Two different approaches were developed: Either a nobleman with the help of the people could prevail in the competition between the noble houses and set up a tyranny . The tyrant had to be careful to alleviate the plight of the peasants in order to maintain his popularity and to bind or eliminate his aristocratic competitors. Or a community developed with written law and institutionalized rule that bore rudimentary democratic features and is known as a polis . The development processes can best be illustrated using the example of Sparta and Athens . A militarized community developed in Sparta, headed by two kings who were controlled by ephors and a popular assembly. In Athens, on the other hand, the process of equalization that Solon's reforms were supposed to initiate was initially interrupted by the tyranny of Peisistratos . After the end of his successors, the conflicts reappeared; the reforms of Kleisthenes resulted in the emergence of Attic democracy . From a historical perspective, this solution marks the end of the archaic and the beginning of the classical epoch .

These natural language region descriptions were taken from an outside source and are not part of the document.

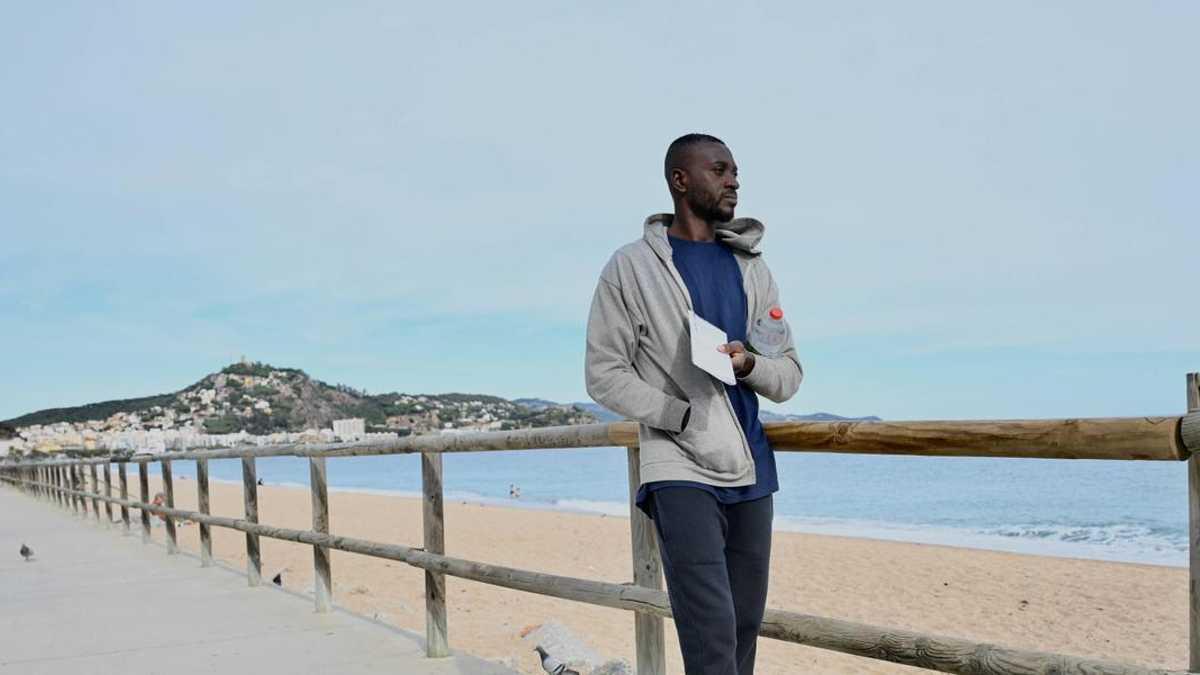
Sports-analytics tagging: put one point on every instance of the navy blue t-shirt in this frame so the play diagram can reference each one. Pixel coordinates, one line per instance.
(714, 282)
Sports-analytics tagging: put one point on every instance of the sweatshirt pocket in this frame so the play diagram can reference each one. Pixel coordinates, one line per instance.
(711, 440)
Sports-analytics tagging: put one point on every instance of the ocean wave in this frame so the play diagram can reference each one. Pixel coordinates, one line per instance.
(1119, 542)
(1104, 533)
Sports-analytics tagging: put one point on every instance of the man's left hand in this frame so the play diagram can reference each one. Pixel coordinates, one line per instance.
(743, 360)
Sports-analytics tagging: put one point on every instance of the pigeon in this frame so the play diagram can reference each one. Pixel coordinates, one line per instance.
(552, 665)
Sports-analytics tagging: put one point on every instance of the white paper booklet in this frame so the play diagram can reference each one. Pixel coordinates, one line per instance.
(706, 339)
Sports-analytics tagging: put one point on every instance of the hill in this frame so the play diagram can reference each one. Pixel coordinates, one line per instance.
(261, 399)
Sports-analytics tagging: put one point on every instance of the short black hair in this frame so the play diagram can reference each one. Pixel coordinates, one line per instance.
(679, 144)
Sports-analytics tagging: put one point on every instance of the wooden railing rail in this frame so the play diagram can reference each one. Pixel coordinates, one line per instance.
(1117, 438)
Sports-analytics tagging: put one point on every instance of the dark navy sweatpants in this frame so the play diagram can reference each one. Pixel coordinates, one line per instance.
(715, 560)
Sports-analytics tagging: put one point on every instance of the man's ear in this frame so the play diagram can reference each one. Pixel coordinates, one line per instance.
(678, 180)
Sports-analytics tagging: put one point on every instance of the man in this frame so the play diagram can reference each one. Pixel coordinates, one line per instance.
(707, 470)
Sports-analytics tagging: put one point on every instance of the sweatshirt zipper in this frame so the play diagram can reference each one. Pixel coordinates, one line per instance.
(725, 394)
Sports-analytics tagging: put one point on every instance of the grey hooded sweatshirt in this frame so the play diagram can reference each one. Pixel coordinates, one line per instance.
(639, 358)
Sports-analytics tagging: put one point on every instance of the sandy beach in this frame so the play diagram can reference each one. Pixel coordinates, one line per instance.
(1121, 611)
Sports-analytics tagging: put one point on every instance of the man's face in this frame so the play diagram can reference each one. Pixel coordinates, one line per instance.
(712, 181)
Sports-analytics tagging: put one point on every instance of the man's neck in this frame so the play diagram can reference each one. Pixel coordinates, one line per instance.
(688, 225)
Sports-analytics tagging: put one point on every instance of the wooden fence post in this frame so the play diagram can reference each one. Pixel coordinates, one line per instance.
(322, 579)
(124, 479)
(433, 526)
(108, 493)
(95, 491)
(144, 488)
(202, 490)
(81, 487)
(1194, 536)
(250, 494)
(168, 493)
(81, 506)
(648, 628)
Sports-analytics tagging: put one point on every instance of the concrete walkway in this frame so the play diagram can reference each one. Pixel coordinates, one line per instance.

The term “archaic”, however, carries the stigma of the “primitive”. This judgment is undifferentiated and not always factually justified. This particularly affects the visual arts. The archaic kore and the kouros of the early and middle archaic era with the characteristic upright posture and symmetry both in the face with the so-called archaic smile differ significantly from the late archaic and early classical ones, which are usually assigned to the so-called strict style . Archaic signs and representations are generally understandable and cross-cultural.
The first half of the archaic period is also known as the orientalizing phase , because in the 7th century - sometimes even before that - elements from the Middle East are increasingly being adopted. This affects both art and customs and probably even social aspects.
Many laws have come down to us from the archaic period. Solon's reforms fall e.g. B. in this time.
- Klaus Bringmann : In the shadow of the palaces. History of Early Greece. Beck, Munich 2016.
- Jonathan Hall: A History of the Archaic Greek World. London 2014.
- Oswyn Murray : Early Greece . Munich 1980.
- Robin Osborne : Greece in the Making . London 2009.
- Kurt Raaflaub , Hans van Wees (Ed.): A Companion to Archaic Greece . Malden 2009.
- Anthony Snodgrass : Archaic Greece. The Age of Experiment . London 1980.
- Elke Stein-Hölkeskamp : Archaic Greece . Munich 2015.